6) I contratti di lavoro: Accertarsi che i contratti siano a norma di legge per evitare future
rivendicazioni (ferie ecc.) (Viene rispettato l’obbligo di inserimento dei lavoratori disabili?
Vengono versati correttamente i contributi sia ai lavorati che agli enti previdenziali?)
7) salute e sicurezza dei luoghi di lavoro: Dal 9 aprile 2008, vi sono leggi severe sulla tutela della
salute e sicurezza dei lavoratori (Quali rischi ci sono sul luogo di lavoro? (è necessario avvalersi di
personale qualificato). La target dovrebbe avere già fatto una relazione su ciò, e sulle misure che ha
preso per limitare i rischi.Verificare il tasso di infortuni (desumibile dal registro infortuni
obbligatorio
8) Adempimenti in materia di ‘privacy’ ed il controllo a distanza dei lavoratori: L’interessato
del trattamento dei dati personali deve essere informato circa le finalità e le modalità di trattamento
dei propri dati, se sono obbligatori o facoltativi e a chi saranno diffusi. Il datore di lavoro, se vuole
utilizzare impianti di controllo a distanza dei lavoratori, deve prima accordarsi con i sindacati o con
l’ispettorato del lavoro.
9) concorrenza ed antitrust: Controllare se la target in passato ha svolto operazioni di
concentrazione (Se sì, ha fornito la documentazione necessaria? Ci sono stati comportamenti
inopportuni secondo le normative antitrust? Es. collusioni, abusi di posizioni dominante ecc. c’è il
rischio che l’autorità contesti l’operazione e proceda a sanzionare)
Prima di procedere alla concentrazione, è necessario comunicarlo agli organi competenti se:
• Il fatturato totale nazionale delle imprese sia superiore ai 468 milioni di euro
• Se il fatturato nazione dell’impresa da acquisire è superiore a 47 milioni di euro
• Se l’operazione è molto grande, è necessario comunicarla anche all’UE
10) Contenzioso: Verifica delle controversie, attive o passive pendenti e potenziali. È necessaria
un’analisi dettagliata delle parti in causa, motivazioni, valore della controversia.
Se si identificano possibili contenziosi futuri, si possono chiedere spiegazioni alla target

Il due diligence report: organizzazione e struttura


Costituisce le basi per la valutazione della convenienza e dei rischi dell’operazione, è il documento
finale derivante dalle attività di due diligence e identifica anche i più opportuni strumenti giuridici
per attuare l’operazione. Il livello di approfondimento del report può variare a seconda della
complessità / entità dell’operazione (all’inizio, comunque, c’è un riassunto sintetico: executive
summary).
L’inizio del report dovrebbe contenere anche le modalità di raccolta delle info.

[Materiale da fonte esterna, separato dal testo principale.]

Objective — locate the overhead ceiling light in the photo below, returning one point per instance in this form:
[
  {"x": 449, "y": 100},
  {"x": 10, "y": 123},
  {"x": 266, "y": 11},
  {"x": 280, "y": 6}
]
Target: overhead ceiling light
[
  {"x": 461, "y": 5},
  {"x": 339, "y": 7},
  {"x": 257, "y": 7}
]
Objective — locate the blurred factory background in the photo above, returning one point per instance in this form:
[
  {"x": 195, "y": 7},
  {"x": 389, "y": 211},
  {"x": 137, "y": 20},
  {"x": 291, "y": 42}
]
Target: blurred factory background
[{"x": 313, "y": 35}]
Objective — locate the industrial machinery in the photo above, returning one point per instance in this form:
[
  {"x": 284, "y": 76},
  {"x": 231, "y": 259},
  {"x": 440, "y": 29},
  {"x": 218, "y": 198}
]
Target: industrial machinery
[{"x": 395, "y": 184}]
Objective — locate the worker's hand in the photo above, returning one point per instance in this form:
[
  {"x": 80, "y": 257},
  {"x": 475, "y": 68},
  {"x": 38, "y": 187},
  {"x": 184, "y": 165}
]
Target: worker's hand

I riflessi della due diligence sullo svolgimento dell’operazione:


Le clausole relative agli effetti dell’esito della due diligence possono trovare collocazione nella
lettera di intenti. È uno dei primi passi nelle trattative può contenere vincoli per il venditore (es. di
mettere a disposizione tutta la documentazione necessaria per un’adeguata valutazione nel contratto
preliminare o definitivo d’acquisto). In essi spesso si inseriscono clausole grazie alle quali, nel caso
la due diligence dia esiti diversi dalle info prima fornite dal venditore, si può recedere dal contratto
o modificare le condizioni d’acquisto. Tuttavia, questa clausola è stata spesso vista come
potestativa, e quindi nulla.
Per evitare questo problema, è insorta la pratica di inserire, all’interno della clausola, ulteriori
specificazioni come:
• una soglia in euro che sancisca l’inaccettabilità dei risultati della due diligence
• di corrispondere un equo indennizzo nel caso in cui le garanzie non emergano come veritiere
(indemnity clauses).
• aggiustamento del prezzo
• deposito fiduciario di una quota di prezzo (che verrà sbloccata a favore del venditore solo se
le dichiarazioni e garanzie fornite si siano rivelate corrette)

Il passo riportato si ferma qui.